Elles permettent aux nouveaux acquéreurs d'entrer sur le marché à des prix souvent bien inférieurs à ceux des galeries, et parfois même plus avantageux qu'un achat direct auprès de l'artiste.

La prochaine vente aux enchères d'art traditionnel, moderne et contemporain organisée par Larasati à Ubud (Bali), le 8 octobre, proposera 80 lots d'œuvres d'art variées — incluant notamment de l'art indonésien et balinais — afin de répondre aux attentes de tous les profils, des nouveaux acheteurs aux collectionneurs avertis en passant par les amateurs éclairés.

Depuis février 2016, il est possible d'enchérir en ligne en temps réel via le site web de Larasati, ouvrant ainsi la vente à un public international. Cette accessibilité numérique permet aux acheteurs potentiels de suivre l'évolution des prix d'adjudication pour évaluer le marché et l'intérêt suscité par une catégorie ou une œuvre spécifique, tout en leur donnant la possibilité d'ajuster leurs stratégies d'enchères.

L'un des points forts des ventes semestrielles de Larasati réside dans la sélection fascinante de peintures balinaises mêlant styles moderne et traditionnel. Ce genre a évolué sous l'influence de l'association d'artistes Pitamaha, fondée en 1936 à Ubud pour encadrer l'essor de ce style artistique destiné aux nouveaux marchés émergents, apparus rapidement lors de la première vague touristique à Bali.

Lot 561 : « Burung-Burung Surgawi » de Dewa Ketut Rungan (Larasati/Archives)

Deux œuvres remarquables de maîtres du mouvement Pitamaha figurent au catalogue : le lot 565, *Perebutan Tirta Kamandalu* d'Anak Agung Gde Meregeg (1912-2000), estimé entre 60 millions (4 418 USD) et 80 millions de roupies ; et le lot 575, *Sang Hyang Jaran* de Tjokorda Oka Gambir (1902-1975), estimé entre 20 et 25 millions de roupies.

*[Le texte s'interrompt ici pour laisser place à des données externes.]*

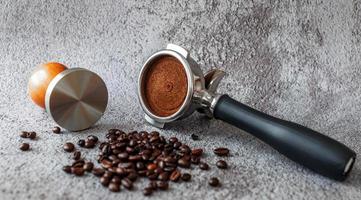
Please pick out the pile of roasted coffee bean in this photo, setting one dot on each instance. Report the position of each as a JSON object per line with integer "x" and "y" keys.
{"x": 125, "y": 157}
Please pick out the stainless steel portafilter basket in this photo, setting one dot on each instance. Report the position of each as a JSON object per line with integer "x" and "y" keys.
{"x": 307, "y": 147}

Ces peintures représentent d'excellentes opportunités d'acquisition si elles sont achetées dans la fourchette de prix estimée, actuellement sous-évaluée. Ces deux artistes ont exercé une influence considérable sur l'évolution de l'art balinais. Gambir est l'un des fondateurs de l'école de peinture d'Ubud, tandis que Meregeg, l'un des premiers élèves de Walter Spies (1895-1942), est le grand-père du célèbre peintre d'Ubud A.A. Anom Sukawati.

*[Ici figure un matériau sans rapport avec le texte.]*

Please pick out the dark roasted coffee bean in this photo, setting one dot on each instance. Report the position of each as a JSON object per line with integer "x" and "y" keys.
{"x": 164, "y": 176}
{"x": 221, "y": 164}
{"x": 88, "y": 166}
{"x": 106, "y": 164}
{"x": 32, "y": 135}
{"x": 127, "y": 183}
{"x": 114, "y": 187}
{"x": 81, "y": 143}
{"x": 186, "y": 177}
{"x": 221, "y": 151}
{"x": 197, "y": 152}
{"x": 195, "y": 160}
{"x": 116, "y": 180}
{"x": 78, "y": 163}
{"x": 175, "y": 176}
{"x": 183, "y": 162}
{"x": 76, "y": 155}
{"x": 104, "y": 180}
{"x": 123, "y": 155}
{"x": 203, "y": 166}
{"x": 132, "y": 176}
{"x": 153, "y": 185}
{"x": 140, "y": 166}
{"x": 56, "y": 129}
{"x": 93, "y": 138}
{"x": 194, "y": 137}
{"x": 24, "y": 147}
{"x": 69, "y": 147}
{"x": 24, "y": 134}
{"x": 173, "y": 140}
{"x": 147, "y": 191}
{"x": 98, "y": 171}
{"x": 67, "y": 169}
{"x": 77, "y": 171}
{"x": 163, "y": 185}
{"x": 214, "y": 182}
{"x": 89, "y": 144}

Les nouveaux acquéreurs disposent d'excellentes opportunités pour entrer sur le marché avec le lot 505, *Broken Triangle* (1990) de Made Wianta, estimé entre 5 et 7 millions de roupies ; le lot 510, *Dua Wanita Jawa* (1988) de Bagong Kussudiardjo (1928-2004), estimé entre 6 et 8 millions de roupies ; et le lot 511, *Figur Wayang* (1990) de Pande Gde Supada, estimé entre 6 et 8 millions de roupies. Wianta et Supada ont tous deux joué un rôle déterminant dans le façonnement de l'art moderne et contemporain balinais au cours des années 1970.

Pour les acheteurs prêts à conserver des œuvres sur une période de 10 à 20 ans, de bons investissements à long terme sont proposés ici. Le lot 564, *Calonarang*, est une œuvre à l'encre sur papier du respecté peintre de Sanur Ida Bagus Nyoman Rai (1915-2000), estimée entre 10 et 12 millions de roupies. Le lot 566, *Mythological Scene*, est une œuvre remarquable de Dewa Nyoman Leper (1917-1984), estimée entre 15 et 18 millions de roupies. Pande Made Dwi Artha, âgé de dix-neuf ans, incarne la nouvelle génération talentueuse de peintres de Batuan, promettant un avenir passionnant au genre d'art balinais le plus apprécié et le plus salué par la critique. Son interprétation dynamique et fascinante de la culture de la corruption, le lot 534 intitulé *People Are My Toys*, est estimée entre 7 et 9 millions de roupies.